Renumber and relabel Numpy arrays at C++ speed and physically convert rectangular Numpy arrays between C and Fortran order using an in-place transposition.

import fastremap

uniq, cts = fastremap.unique(labels, return_counts=True) # may be much faster than np.unique
labels = fastremap.renumber(labels, in_place=True) # relabel values from 1 and refit data type

labels = fastremap.refit(labels) # resize the data type of the array to fit extrema
labels = fastremap.refit(labels, value=-35) # resize the data type to fit the value provided

# remap all occurances of 1 -> 2
labels = fastremap.remap(labels, { 1: 2 }, preserve_missing_labels=True, in_place=True)

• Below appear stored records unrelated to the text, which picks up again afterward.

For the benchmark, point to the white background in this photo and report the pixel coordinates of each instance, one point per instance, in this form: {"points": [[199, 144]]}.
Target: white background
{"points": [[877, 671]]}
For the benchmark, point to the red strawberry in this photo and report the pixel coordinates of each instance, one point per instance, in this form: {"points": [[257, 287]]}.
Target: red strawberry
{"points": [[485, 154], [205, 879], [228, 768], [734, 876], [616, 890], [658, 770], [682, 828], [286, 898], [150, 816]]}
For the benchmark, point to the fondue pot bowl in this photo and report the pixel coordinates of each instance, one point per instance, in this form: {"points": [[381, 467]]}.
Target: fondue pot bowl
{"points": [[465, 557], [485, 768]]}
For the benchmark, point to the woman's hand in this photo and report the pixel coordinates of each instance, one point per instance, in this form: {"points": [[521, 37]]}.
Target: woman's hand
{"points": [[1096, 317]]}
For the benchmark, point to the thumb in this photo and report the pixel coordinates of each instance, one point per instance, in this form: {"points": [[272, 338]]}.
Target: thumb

labels = fastremap.mask(labels, [1,5,13]) # set all occurances of 1,5,13 to 0
labels = fastremap.mask_except(labels, [1,5,13]) # set all labels except 1,5,13 to 0

fastremap.transpose(labels) # physically transpose labels in-place
fastremap.ascontiguousarray(labels) # try to perform a physical in-place transposition to C order
fastremap.asfortranarray(labels) # try to perform a physical in-place transposition to F order

minval, maxval = fastremap.minmax(labels) # faster version of (np.min(labels), np.max(labels))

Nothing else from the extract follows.